Miami broke the game open with a three-run seventh that turned a one-run lead into a four-run cushion. Blake Cyr’s two-run single with two outs, after an intentional walk to Morales, was the crushing blow of that inning.
The Deacons have sewn up a top-eight seed in the NCAA tournament and could still be the No. 1 overall seed when the bracket is announced Monday.
They just won’t have an ACC championship to show for this season.
“As soon as anything happens, we bounce right back,” Wake Forest third baseman Brock Wilken said. “Whether it’d be losses, whether it’d be injuries, whatever it may be someone steps up and normally we all step up at the same time, as well.”
Runners left on base would be the primary area to watch next week and moving forward. The Deacons stranded 12 runners in each of the first two games of the tournament, but scored 10 against Pittsburgh and seven against Notre Dame.
Wake Forest stranded 12 against Miami too, including four in scoring position in the first three innings.
“We’re not going to win too many games scoring two runs,” Walter said. “Normally we cash in on those situations. If we have those kind of (numbers) next weekend, I like our chances.”
Both teams started pitchers who hadn’t had game action in several weeks.
For Wake Forest, that meant Sean Sullivan’s return. The sophomore lefty hadn’t pitched since May 6 against Boston College, though you’d never know he had a three-week layoff judging by Saturday’s start.
“It was … like he didn’t skip a beat,” Wilken said of Sullivan. “Having him out there really gave us a lot of energy, especially in those conditions. We did know he was going to pitch, we didn’t know he was going to start.”
The decision to start Sullivan was Walter’s decision, he explained, a within-an-hour-of-first-pitch decision that was based on ensuring Sullivan pitched this weekend.
Sullivan mowed through Miami in the first two innings and retired the first seven batters he faced.
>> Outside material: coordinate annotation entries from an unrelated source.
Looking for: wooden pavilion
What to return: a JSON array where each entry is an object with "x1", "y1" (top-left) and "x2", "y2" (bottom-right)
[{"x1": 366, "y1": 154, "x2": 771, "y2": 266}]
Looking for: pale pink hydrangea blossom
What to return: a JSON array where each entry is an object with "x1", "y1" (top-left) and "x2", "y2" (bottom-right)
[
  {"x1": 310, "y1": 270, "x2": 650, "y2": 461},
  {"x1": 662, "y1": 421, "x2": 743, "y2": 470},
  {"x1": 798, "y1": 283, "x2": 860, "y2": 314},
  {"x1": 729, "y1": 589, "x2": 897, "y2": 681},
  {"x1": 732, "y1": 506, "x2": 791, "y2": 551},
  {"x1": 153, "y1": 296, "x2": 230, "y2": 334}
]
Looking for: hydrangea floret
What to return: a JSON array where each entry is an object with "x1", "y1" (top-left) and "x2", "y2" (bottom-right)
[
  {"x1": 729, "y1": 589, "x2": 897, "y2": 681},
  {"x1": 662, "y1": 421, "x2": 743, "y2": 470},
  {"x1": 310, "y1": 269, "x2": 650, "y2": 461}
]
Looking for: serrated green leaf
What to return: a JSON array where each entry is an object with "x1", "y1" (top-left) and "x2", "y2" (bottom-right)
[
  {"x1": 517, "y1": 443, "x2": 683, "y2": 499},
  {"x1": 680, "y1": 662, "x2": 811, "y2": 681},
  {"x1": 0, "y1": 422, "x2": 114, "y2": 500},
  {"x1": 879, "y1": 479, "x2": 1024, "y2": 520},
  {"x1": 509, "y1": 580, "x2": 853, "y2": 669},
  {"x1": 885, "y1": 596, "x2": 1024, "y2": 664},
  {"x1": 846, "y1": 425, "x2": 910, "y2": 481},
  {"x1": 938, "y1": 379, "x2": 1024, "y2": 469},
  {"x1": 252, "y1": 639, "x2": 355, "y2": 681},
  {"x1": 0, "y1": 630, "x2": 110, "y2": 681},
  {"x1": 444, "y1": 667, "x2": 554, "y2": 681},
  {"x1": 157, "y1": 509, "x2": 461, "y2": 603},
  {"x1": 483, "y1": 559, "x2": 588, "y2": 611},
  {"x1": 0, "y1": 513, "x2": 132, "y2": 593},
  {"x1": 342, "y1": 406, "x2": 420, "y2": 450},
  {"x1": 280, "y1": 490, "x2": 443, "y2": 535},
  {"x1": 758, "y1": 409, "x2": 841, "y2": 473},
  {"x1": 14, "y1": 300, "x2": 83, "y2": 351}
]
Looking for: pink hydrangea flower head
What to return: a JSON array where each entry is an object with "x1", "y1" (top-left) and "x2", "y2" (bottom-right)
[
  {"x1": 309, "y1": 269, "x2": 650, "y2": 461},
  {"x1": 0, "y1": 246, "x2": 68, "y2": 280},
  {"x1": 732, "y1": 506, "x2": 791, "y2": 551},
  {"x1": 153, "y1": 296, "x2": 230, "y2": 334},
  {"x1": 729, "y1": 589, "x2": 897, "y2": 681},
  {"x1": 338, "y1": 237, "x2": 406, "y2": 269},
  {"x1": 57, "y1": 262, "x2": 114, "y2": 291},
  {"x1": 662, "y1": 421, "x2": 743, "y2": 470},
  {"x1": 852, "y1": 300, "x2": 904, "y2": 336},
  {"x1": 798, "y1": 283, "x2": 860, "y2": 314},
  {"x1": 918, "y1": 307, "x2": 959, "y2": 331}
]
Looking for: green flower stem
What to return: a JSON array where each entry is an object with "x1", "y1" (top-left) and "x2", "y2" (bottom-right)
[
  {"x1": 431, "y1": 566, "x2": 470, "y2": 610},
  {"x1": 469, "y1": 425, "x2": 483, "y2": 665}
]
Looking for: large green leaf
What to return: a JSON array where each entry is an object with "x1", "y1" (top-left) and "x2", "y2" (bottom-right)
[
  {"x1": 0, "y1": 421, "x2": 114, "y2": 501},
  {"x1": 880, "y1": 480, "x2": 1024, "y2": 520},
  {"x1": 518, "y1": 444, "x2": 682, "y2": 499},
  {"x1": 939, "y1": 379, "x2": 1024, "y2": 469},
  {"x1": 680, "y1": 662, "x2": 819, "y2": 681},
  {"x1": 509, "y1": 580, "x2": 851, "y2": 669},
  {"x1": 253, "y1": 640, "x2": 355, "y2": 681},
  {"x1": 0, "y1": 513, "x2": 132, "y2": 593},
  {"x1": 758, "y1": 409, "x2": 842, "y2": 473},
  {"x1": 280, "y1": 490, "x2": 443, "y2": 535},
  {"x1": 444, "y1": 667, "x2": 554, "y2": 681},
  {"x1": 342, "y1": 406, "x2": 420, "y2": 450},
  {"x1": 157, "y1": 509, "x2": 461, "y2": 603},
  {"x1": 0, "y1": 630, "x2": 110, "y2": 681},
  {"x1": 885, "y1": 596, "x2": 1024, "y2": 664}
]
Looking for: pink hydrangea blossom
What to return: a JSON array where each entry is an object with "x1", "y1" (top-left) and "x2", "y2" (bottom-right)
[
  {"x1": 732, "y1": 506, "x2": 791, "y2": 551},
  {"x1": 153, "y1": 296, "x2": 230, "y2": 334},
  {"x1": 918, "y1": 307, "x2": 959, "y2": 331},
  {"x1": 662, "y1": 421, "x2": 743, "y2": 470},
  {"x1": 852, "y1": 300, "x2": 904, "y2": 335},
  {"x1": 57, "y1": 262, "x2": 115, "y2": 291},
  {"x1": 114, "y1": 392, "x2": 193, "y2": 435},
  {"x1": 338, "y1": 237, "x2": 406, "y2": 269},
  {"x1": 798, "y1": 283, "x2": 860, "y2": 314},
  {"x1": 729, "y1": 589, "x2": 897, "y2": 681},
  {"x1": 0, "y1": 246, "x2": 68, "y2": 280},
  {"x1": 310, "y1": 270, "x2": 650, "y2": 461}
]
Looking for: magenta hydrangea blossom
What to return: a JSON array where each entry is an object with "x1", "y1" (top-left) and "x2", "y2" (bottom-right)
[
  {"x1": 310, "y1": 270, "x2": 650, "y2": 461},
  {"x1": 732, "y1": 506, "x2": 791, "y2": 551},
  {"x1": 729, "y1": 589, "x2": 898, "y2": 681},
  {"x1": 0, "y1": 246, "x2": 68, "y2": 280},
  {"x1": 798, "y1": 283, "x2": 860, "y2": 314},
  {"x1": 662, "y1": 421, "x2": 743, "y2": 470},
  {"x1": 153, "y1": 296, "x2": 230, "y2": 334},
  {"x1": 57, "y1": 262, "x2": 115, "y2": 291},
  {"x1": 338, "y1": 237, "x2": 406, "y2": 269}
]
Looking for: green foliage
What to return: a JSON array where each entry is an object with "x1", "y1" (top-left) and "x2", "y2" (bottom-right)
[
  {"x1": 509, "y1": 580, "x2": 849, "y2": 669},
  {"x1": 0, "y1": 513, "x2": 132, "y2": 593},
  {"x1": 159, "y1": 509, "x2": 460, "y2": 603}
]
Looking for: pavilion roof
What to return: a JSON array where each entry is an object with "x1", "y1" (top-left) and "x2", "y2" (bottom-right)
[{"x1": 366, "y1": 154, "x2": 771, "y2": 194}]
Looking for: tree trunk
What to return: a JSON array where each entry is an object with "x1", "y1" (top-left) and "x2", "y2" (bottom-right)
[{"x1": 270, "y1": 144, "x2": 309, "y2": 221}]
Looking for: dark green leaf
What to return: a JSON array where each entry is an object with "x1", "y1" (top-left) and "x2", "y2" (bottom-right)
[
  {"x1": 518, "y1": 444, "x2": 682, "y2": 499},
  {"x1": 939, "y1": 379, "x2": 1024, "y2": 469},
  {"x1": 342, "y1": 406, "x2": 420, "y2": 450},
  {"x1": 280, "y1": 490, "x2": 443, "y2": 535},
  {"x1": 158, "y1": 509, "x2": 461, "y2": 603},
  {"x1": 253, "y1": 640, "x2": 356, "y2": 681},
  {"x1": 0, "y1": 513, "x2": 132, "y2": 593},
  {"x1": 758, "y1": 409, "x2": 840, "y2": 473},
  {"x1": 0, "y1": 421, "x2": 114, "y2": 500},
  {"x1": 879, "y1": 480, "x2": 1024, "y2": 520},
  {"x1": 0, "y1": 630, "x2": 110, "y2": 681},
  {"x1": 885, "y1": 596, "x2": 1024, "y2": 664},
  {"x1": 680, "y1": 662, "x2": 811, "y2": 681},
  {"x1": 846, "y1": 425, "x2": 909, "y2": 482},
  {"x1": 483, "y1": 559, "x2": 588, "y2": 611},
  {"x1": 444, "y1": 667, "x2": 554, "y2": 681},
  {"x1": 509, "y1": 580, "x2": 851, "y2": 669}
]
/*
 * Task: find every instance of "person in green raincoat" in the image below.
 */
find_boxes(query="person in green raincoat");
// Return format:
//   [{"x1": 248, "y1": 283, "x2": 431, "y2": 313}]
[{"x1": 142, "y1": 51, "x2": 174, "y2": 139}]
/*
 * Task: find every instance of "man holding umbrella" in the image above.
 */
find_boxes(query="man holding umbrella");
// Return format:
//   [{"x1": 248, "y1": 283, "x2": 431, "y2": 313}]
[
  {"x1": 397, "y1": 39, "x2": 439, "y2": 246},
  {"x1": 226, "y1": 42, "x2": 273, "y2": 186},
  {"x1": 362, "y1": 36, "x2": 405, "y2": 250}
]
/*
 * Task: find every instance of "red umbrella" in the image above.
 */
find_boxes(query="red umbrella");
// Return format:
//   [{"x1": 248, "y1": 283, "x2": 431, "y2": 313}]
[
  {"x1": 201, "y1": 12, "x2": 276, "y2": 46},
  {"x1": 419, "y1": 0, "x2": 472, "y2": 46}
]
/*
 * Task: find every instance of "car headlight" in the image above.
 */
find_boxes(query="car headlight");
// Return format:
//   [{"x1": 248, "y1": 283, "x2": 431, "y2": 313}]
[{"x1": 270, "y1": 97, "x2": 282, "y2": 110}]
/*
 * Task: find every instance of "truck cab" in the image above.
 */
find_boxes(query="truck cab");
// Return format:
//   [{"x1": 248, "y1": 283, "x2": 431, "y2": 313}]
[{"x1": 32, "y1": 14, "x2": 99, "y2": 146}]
He ended the first and second innings with swinging strikeouts of Morales, hitting .400, and Renzo Gonzalez, hitting .377, respectively.
The Hurricanes got to Sullivan in his final inning, though, getting a one-out single and two walks before he gave way to Hartle. After fouling a ball off his leg, Morales hit a two-run single up the middle with two outs to match Miami’s run total from its three-game series at Wake Forest earlier this season.
Karson Ligon had a longer layoff than Sullivan, having not pitched for the Hurricanes since April 23. Like Sullivan, Ligon got into the third inning and was pulled after allowing a couple of runners, one of which scored on Pierce Bennett’s RBI groundout.